Continuemos com as nossas reflexões
sobre a oração. A oração cristã é totalmente humana - rezamos como pessoas
humanas, como somos - inclui louvor e súplica. Com efeito, quando Jesus ensinou
os seus discípulos a rezar, fê-lo com o “Pai-nosso” para que nos colocássemos
com Deus numa relação de confiança filial e lhe fizéssemos todos os nossos
pedidos. Imploramos a Deus os dons mais elevados: a santificação do seu
nome entre os homens, a vinda do seu senhorio, a realização da sua vontade de
bem em relação ao mundo. O Catecismo recorda: «Há uma
hierarquia nas petições: primeiro, o Reino; depois, tudo quanto é necessário
para acolhê-lo e para cooperar com a sua vinda» (n. 2632). Mas no “Pai-nosso”
rezamos também pelos dons mais simples, pelas dádivas mais comuns, tais como o
“pão nosso de cada dia” - que também significa saúde, casa, trabalho, coisas do
dia a dia; e que significa inclusive a Eucaristia, necessária para a vida em
Cristo - tal como rezamos pelo perdão dos pecados - que é uma coisa diária;
precisamos sempre de perdão - e portanto de paz nas nossas relações; e por fim,
que nos ajude nas tentações e nos liberte do mal.
Pedir, suplicar. Isto é muito humano!
Ouçamos novamente o Catecismo: «É pela oração de petição que
traduzimos a consciência da nossa relação com Deus: enquanto criaturas, não
somos a nossa origem, nem donos das adversidades, nem somos o nosso fim último;
mas também, sendo pecadores, sabemos, como cristãos, que nos afastamos do nosso
Pai. A petição é já um regresso a Ele» (n. 2629).

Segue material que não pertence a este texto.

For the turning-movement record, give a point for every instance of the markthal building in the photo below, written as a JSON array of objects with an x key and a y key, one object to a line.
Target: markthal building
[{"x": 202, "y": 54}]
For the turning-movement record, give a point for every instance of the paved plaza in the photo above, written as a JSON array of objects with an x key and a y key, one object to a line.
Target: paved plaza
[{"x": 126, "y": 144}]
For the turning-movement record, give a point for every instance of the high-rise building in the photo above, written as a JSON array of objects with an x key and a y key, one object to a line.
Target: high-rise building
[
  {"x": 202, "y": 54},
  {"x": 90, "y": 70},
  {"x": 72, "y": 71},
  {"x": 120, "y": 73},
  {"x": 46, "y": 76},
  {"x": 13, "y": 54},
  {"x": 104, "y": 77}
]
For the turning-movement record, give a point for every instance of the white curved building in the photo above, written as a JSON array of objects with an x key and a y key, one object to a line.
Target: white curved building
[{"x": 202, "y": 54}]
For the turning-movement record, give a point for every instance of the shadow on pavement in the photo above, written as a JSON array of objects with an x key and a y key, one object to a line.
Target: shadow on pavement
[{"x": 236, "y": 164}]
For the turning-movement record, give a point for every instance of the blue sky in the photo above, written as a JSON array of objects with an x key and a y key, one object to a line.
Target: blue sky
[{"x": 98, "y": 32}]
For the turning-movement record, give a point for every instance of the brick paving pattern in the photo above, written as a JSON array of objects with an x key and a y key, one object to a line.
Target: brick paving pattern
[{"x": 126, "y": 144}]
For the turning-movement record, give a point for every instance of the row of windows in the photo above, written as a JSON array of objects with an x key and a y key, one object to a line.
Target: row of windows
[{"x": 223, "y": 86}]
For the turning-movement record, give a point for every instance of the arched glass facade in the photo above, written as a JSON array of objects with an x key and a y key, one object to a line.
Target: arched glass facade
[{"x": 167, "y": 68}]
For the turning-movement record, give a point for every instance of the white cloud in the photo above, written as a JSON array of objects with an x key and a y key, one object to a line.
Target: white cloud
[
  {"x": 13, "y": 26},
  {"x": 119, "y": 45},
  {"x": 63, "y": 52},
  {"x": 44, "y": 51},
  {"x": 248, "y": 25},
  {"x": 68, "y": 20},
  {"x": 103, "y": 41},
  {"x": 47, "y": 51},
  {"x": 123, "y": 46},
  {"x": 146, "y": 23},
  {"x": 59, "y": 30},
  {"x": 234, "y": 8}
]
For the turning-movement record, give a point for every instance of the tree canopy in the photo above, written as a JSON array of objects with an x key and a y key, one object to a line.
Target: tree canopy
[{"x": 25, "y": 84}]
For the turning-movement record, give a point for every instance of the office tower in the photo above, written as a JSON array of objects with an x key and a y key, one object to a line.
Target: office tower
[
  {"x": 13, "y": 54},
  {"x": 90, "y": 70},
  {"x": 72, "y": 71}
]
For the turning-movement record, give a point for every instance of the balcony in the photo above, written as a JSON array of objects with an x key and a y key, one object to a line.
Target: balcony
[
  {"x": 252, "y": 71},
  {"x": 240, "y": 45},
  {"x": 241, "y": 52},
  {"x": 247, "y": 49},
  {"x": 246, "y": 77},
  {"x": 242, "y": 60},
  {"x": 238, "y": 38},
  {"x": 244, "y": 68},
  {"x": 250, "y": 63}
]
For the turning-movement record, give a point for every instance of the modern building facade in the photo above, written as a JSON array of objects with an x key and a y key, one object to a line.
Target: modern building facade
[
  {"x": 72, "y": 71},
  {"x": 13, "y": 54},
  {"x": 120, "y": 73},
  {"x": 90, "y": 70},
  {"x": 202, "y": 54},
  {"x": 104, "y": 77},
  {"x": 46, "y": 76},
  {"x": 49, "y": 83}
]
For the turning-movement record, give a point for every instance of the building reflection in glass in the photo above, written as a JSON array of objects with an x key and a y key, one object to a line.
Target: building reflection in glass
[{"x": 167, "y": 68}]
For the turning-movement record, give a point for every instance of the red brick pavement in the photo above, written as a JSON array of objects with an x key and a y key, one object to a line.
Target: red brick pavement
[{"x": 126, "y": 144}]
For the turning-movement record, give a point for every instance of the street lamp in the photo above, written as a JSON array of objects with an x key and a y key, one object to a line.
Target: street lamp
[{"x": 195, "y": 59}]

Se alguém se sente mal por ter feito
coisas ruins - é um pecador - quando recita o Pai-Nosso, já está a aproximar-se
do Senhor. Por vezes podemos acreditar que não precisamos de nada, que nos
bastamos nós próprios e que vivemos em completa autossuficiência. Às vezes isto
acontece! Mas mais cedo ou mais tarde esta ilusão desaparece. O ser humano é
uma invocação, que por vezes se torna um grito, muitas vezes reprimido. A alma
assemelha-se a uma terra árida e sedenta, como diz o Salmo (cf. Sl
63,2). Todos vivemos, num ou noutro momento da nossa existência, o tempo da
melancolia ou da solidão. A Bíblia não hesita em mostrar a condição humana
marcada pela doença, injustiça, traição de amigos, ou ameaça de inimigos. Por
vezes parece que tudo se desmorona, que a vida vivida até agora tem sido em
vão. E nestas situações aparentemente sem esperança, só há uma saída: o grito,
a oração: «Senhor, ajuda-me!». A oração abre vislumbres de luz na escuridão
mais espessa. «Senhor, ajuda-me!». Isto abre o caminho, abre o caminho.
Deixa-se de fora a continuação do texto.